The Family Advocacy Program received the grant from the Medical Legal Partnership for Children (MLPC), a national program located in Boston that was created to change the delivery of health care for vulnerable children and their families nationwide.
“This money will help us train local health-care providers in identifying health-related legal issues, assist them in becoming better advocates for their patients through case consultations, and provide services to families,” says Sarah H. Ramsey, professor of law and director of the Family Law and Social Policy Center. “We’re proud to have this leading-edge program in our community.”
The primary objective of the Family Advocacy Program (FAP) is to improve the health and well-being of children served by UPAC using community resources. Ramsey says examples of health-related legal problems may include obtaining Social Security for children with chronic illnesses, resolving custody issues, addressing educational or housing problems, or obtaining services for children with disabilities.
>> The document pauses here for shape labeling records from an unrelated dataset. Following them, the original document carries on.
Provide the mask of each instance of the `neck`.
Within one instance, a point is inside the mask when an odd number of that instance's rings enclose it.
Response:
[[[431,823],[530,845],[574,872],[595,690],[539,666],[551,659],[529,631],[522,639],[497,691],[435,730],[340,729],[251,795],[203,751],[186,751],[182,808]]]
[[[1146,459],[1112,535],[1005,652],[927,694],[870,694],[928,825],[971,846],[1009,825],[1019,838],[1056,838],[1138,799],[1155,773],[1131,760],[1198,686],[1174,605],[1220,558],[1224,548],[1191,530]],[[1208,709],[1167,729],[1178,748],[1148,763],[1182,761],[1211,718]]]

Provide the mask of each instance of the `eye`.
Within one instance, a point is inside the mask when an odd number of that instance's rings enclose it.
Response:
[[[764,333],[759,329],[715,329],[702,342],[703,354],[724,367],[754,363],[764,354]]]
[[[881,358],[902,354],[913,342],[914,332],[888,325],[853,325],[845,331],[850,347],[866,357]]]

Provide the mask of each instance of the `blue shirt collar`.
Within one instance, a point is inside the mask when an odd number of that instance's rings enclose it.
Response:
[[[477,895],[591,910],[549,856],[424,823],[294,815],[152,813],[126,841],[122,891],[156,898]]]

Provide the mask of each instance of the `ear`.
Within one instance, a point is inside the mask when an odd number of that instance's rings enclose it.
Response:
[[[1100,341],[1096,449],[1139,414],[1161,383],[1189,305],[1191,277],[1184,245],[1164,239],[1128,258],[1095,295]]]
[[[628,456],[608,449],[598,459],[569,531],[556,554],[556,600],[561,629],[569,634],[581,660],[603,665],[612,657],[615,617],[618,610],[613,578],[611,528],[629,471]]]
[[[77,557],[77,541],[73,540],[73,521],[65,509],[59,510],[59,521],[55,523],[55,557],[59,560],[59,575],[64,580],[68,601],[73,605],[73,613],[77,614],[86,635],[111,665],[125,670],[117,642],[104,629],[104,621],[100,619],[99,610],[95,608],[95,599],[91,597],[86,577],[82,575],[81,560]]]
“This partnership enables us to provide access to legal advice on matters directly impacting these children’s health and ultimately improves patient outcomes,” says Steven Blatt, M.D., a pediatrician at Upstate Medical University who co-directs the FAP. “The Family Advocacy Program also is a unique opportunity to train the new generations of pediatricians and lawyers to effectively address these important issues facing children and their families.”
The Family Advocacy Program began in 2005 and has received more than 30 requests for legal services on behalf of children and their families in its first full year of operation.
“We are very excited about the receipt of these funds as it will assist FAP in providing a comprehensive range of services to families, including the resolution of many of the legal issues that are currently affecting children’s health, as well as to prevent future crises from developing. This preventative advocacy has an exponential effect on the number of individuals assisted within these families,” says Suzette Melendez, professor of law and director of the Children’s Rights and Family Law Clinic.
Families and children who cannot be served by CRC are referred to other law offices through the pro bono outreach program. For example, CRC was unable to assist one family that requested assistance with an immigration issue. However, FAP’s pro bono coordinator was able to refer that family to a local attorney with immigration expertise for a pro bono consultation.